6.5 - As plantas-mãe pré-base e o material pré-base podem ser conservados por criopreservação.

6.6 - As plantas-mãe pré-base só podem ser utilizadas durante um determinado período, calculado com base na estabilidade da variedade ou nas condições ambientais em que são cultivadas, assim como atendendo a quaisquer outros fatores com impacto sobre a estabilidade da variedade.

7 - Requisitos fitossanitários para plantas-mãe candidatas a pré-base e para plantas-mãe pré-base produzidas por renovação:

7.1 - Uma planta-mãe candidata a pré-base deve estar isenta dos organismos nocivos listados na parte F, conforme o género ou espécie a que pertença.

A planta-mãe candidata a pré-base deve, após inspeção visual nas instalações e nos campos, ser considerada isenta dos organismos nocivos listados na parte F, conforme o género ou espécie a que pertença.

Esta inspeção visual deve ser realizada pelo fornecedor e complementada por inspeção oficial.

Em caso de dúvidas sobre a presença desses organismos, o fornecedor deve proceder à amostragem e à análise da planta-mãe pré-base candidata em causa, com base em amostras colhidas oficialmente e a analisar em laboratório oficial ou reconhecido, nos termos do artigo 26.º do Decreto-Lei n.º 82/2017, de 18 de julho, na sua redação atual.

7.2 - Uma planta-mãe candidata a pré-base deve estar isenta dos organismos nocivos listados na parte G, conforme o género ou espécie a que pertença.

A planta-mãe candidata a pré-base em causa deve, após inspeção visual nas instalações e nos campos e através de amostragem e análise, ser considerada isenta dos organismos nocivos listados na parte G, conforme o género ou espécie a que pertença.
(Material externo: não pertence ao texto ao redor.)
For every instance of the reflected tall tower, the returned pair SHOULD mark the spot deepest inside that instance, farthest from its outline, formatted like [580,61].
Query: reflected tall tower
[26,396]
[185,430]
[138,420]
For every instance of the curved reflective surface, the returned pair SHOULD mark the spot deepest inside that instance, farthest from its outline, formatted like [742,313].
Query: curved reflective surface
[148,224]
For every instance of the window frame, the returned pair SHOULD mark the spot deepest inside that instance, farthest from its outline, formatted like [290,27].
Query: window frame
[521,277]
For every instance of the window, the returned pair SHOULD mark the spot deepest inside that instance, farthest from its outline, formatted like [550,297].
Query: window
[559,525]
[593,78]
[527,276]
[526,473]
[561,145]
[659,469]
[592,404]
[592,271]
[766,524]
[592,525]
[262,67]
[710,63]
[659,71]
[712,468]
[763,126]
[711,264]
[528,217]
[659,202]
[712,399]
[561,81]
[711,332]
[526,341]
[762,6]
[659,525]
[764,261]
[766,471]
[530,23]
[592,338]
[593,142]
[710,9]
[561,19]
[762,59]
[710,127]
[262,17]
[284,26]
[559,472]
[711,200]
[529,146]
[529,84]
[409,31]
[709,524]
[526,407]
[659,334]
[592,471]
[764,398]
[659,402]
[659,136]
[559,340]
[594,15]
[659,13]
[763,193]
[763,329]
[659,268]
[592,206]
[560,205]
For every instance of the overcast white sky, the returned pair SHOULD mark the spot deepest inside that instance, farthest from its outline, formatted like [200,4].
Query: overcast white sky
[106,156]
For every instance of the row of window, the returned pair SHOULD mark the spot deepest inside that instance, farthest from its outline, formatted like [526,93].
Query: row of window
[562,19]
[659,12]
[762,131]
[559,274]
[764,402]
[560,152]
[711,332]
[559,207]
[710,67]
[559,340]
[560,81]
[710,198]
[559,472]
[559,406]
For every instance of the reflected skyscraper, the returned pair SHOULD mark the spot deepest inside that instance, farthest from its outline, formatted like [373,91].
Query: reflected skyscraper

A inspeção visual, a amostragem e a análise devem ser promovidas pelo fornecedor, com o complemento de inspeções oficiais, colheita oficial de amostras e análises em laboratório oficial ou reconhecido, nos termos do artigo 26.º do Decreto-Lei n.º 82/2017, de 18 de julho, na sua redação atual.

A amostragem e a análise devem realizar-se nos períodos do ano mais adequados, tendo em conta as condições climáticas e de cultivo da planta, bem como a biologia dos organismos nocivos relevantes para essa planta. A amostragem e a análise devem igualmente realizar-se em qualquer altura do ano, em caso de dúvidas sobre a presença desses organismos.